Delicious! Almost everyone loves them, especially when someone else prepares the pomegranate. It is a bit time consuming to extract the seeds, but not really that difficult. I think the best way to go about it is to cut right down the middle. Next, I pop out the easier seeds right near the edge and then start to bend the peel back, turning the fruit a bit inside out as I pop out the seeds. Other than watching out for flying seeds, that’s it.

The fruit is excellent eaten plain as a snack or served as is for a simple dessert. I also like to add the seeds to salads. There are many more involved recipes out there that call for pomegranates, but in general I think it’s best to familiarize yourself with the unadorned fruit first. After you’re familiar with the taste, texture, etc. it becomes easier to evaluate recipes as you read through them and decide if they are worth trying or not.
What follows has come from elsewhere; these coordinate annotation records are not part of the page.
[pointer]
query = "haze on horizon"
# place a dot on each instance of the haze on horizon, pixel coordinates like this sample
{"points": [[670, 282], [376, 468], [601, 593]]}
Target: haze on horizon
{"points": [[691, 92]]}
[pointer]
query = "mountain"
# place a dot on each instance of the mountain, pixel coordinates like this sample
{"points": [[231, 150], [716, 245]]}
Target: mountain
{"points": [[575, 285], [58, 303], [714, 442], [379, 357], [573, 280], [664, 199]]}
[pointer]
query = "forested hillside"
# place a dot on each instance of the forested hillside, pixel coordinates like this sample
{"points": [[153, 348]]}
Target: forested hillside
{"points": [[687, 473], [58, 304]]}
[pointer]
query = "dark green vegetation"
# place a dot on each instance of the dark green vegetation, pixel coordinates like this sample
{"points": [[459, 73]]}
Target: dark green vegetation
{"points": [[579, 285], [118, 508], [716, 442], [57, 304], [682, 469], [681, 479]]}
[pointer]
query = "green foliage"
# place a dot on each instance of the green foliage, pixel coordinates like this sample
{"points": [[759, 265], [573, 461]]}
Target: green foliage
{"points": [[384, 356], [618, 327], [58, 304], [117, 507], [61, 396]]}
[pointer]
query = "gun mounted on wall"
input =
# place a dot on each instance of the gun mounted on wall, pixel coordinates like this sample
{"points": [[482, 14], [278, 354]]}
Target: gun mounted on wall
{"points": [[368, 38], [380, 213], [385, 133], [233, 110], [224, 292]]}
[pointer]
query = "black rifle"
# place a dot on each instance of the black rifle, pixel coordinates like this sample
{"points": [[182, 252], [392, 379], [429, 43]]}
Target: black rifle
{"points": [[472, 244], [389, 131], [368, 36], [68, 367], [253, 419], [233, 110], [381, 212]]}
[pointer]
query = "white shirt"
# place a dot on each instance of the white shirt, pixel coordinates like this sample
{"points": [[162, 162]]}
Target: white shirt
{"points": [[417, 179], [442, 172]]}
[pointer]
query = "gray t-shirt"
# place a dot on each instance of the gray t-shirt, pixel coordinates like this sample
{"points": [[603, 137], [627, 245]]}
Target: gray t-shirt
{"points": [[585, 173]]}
And I can’t resist a link to this delicious looking and unique pomegranate dessert. I haven’t tried it, let me know if you do.

Aside from sheer enjoyment (which surely is a good reason) why bother with pomegranates? They are a source of folic acid, vitamin C, vitamin E, several of the B Vitamins, some calcium, magnesium, phosphorous, zinc, and selenium. They also particularly high in potassium. In addition to this, pomegranates have quite the reputation for containing high levels of antioxidants which limit cell damage and help prevent aging. In the end though, I have to go back to enjoyment as the best reason for eating these. If you find you don’t like them, don’t force yourself to eat them, find some other super healthy food you do like.

Pomegranates are actually in season in the fall and early winter, when you buy them they should be plump and heavy, avoid any that seem dried out. These fruits need to be stored at cool temperatures and will keep in the refrigerator for over a month. The seeds can be stored in the fridge for up to a week or frozen for later use.